WEN Ruobing, SUI Zhenghong, BAO Zhenmin ZHOU Wei and WANG Chunyan

1) Key Laboratory of Marine Genetics and Breeding of Ministry of Education of China, Ocean University of China, Qingdao 266003, P. P. China

2) North China Sea Environmental Monitoring Center, State Oceanic Administration of China, Qingdao 266033, P. R. China

3) Putian Marine and Fishery Environmental Monitoring Station, Putian Marine and Fishery Bureau, Putian 351100, P. R. China

Isolation and Characterization of Calmodulin Gene of Alexandrium catenella (Dinoflagellate) and Its Performance in Cell Growth and Heat Stress

WEN Ruobing1),2), SUI Zhenghong1),*, BAO Zhenmin1), ZHOU Wei1), and WANG Chunyan1),3)

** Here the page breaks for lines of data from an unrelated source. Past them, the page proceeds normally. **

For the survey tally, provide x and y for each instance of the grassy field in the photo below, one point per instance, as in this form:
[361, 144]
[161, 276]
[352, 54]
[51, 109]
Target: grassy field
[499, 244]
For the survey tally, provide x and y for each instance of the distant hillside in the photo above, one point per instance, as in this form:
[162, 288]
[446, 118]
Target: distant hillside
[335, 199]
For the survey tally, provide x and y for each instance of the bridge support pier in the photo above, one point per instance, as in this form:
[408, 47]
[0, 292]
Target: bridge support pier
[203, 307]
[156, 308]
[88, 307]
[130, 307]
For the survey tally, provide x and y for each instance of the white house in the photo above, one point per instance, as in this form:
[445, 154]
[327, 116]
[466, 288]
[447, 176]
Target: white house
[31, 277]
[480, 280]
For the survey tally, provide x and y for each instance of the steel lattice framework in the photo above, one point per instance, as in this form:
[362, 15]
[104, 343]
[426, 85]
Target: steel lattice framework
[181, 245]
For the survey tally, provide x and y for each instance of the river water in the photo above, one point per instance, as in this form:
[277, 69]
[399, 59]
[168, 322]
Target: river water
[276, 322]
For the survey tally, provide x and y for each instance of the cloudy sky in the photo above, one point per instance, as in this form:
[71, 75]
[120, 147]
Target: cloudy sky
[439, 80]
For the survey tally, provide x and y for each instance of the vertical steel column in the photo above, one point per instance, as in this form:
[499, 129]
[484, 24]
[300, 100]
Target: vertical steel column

1) Key Laboratory of Marine Genetics and Breeding of Ministry of Education of China, Ocean University of China, Qingdao 266003, P. P. China

2) North China Sea Environmental Monitoring Center, State Oceanic Administration of China, Qingdao 266033, P. R. China

3) Putian Marine and Fishery Environmental Monitoring Station, Putian Marine and Fishery Bureau, Putian 351100, P. R. China

Harmful algal blooms (HABs) can occur and then disappear quickly, corresponding to consistent growing and declining of heavy biomasses. The molecular mechanism of blooming remains unclear. In this study, calmodulin gene (cam) of HAB causing species Alexandrium catenella was isolated and characterized. The expression of calmodulin gene was profiled at different growth rates and in heat stress. The full cDNA of cam was 597 nucleotides (nt) in length, including a 25 nt 5′ untranslated region (UTR), an 122 nt 3′ UTR, and a 450 nt open reading frame (ORF) encoding 149 amino acids. The deduced calmodulin (CaM) was highly conserved in comparison with those of other organisms. As was determined with real-time RT PCR, the abundance of cam transcript varied in a pattern similar to cell growth rate during the whole growing period. The abundance of cam transcript increased by more than 8 folds from lag growth phase to exponential growth phase, and then obviously decreased from exponential growth phase to stationary/decline growth phase. In addition, the relative abundance of cam transcript significantly declined with time during heat shock. Taking CaM function described in other organisms into account, we believe that Ca2+-involved signal transduction, methylation of DNA and toxin precursors underlined the cell growth of this species. The response of cam gene to heat stress in dinoflagellate suggested restrictions in Ca2+signal transduction and methylation. These findings are helpful to understand the relationships among growth, cell signal transduction, bloom formation and interaction with environmental stimuli in dinoflagellates.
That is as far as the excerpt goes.